How to check correctly if the access token is expired from the front end even if the client pc time is wrong?

Question

My pc time is 2 minutes behind from the actual time. This is because it is on a network where the main pc has a wrong time. In all cases, this happens to be a good example where the frontend is considering that the token didn't expire whereas in fact it expired and the back end throws an error.

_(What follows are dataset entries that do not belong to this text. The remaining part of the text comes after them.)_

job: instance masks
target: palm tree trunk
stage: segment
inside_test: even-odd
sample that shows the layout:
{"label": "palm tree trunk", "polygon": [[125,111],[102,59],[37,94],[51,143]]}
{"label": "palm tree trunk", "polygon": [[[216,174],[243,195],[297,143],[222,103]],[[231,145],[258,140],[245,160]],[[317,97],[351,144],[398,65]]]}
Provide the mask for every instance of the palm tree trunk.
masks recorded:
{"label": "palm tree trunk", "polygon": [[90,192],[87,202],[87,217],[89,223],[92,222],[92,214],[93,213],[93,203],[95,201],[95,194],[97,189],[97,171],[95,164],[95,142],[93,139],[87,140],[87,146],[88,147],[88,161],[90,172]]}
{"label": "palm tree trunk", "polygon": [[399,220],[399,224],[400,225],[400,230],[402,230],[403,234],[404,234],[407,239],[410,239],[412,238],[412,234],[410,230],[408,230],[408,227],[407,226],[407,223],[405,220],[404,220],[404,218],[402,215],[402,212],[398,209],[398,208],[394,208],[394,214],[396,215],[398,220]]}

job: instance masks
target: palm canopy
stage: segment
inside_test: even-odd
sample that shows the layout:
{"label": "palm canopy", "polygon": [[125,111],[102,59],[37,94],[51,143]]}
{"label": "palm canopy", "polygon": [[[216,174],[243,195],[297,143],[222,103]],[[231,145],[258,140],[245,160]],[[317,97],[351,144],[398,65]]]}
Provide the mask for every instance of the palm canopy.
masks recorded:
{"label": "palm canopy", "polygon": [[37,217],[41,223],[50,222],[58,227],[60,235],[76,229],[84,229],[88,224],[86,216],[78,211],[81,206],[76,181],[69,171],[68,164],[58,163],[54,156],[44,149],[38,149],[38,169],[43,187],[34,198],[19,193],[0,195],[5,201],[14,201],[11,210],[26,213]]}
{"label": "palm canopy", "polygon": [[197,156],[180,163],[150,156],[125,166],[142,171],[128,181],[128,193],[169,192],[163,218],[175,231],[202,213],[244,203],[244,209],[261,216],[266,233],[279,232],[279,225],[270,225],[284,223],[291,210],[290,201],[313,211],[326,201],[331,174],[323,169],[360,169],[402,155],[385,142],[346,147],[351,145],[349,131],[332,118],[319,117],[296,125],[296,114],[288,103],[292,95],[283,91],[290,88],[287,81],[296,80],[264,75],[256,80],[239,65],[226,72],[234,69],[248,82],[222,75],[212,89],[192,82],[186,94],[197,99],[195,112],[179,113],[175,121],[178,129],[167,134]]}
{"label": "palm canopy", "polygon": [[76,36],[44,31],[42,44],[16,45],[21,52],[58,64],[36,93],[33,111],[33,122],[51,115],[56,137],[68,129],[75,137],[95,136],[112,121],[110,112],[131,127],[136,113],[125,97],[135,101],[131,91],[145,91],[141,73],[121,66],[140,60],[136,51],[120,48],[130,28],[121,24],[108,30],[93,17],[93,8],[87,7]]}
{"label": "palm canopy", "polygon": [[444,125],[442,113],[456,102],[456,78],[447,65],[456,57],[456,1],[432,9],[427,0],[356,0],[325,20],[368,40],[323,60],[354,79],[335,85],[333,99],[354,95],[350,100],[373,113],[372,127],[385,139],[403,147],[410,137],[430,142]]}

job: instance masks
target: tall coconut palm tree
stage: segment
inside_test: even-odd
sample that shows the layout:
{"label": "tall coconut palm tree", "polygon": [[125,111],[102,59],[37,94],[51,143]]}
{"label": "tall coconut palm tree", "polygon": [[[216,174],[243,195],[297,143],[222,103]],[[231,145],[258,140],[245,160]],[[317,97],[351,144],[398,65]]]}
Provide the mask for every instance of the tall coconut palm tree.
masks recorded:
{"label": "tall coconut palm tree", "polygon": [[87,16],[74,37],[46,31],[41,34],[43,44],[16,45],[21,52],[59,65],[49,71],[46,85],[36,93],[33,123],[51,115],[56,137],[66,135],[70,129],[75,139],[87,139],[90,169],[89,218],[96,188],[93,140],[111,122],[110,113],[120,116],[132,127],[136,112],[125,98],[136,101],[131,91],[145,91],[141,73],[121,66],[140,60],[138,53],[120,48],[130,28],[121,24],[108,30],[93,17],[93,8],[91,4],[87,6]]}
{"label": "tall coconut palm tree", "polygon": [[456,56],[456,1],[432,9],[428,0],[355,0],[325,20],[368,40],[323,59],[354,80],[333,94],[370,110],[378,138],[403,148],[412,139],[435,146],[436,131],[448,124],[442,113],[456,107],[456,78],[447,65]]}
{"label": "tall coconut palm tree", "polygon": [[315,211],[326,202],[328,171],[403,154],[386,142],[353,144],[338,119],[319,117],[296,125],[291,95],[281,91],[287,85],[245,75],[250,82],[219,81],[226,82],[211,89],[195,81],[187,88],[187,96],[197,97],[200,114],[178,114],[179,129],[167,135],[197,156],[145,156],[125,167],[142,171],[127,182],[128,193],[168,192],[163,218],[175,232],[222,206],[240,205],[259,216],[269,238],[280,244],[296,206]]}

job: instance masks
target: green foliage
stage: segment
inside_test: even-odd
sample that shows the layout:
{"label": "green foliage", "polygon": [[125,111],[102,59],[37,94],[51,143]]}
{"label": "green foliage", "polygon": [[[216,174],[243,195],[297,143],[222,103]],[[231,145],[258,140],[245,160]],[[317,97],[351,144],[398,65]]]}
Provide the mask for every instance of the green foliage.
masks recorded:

Currently to know if the token is expired in front end, I use the following:

if(  this.jwtHelper.isTokenExpired(token) ) {
  console.log ("Token expired!")
}

Since my pc time is behind by 2 minutes, when the token expires, I still have 2 minutes where frontend considers that this token is still valid. Is there a way to really know if a token is expired even with a wrong time setting on client machine? Is this a real use case I have to worry about or I just need to fix my pc time and not worry about this issue?

Answer 1

Client will know when the server response status code is 401. This is the only legit source of truth.

Answer 2

I can't comment on JWT, because it's a bit more than I need for my application, but I do use token authentication. In my case, the tokens are cached on the server upon valid username/password authentication and are evicted from the cache when they expire. A client presenting an expired token throws a 401 (Unauthorized) HTTP error and my angular interceptor catches this as an expired token and re-routes to the login view.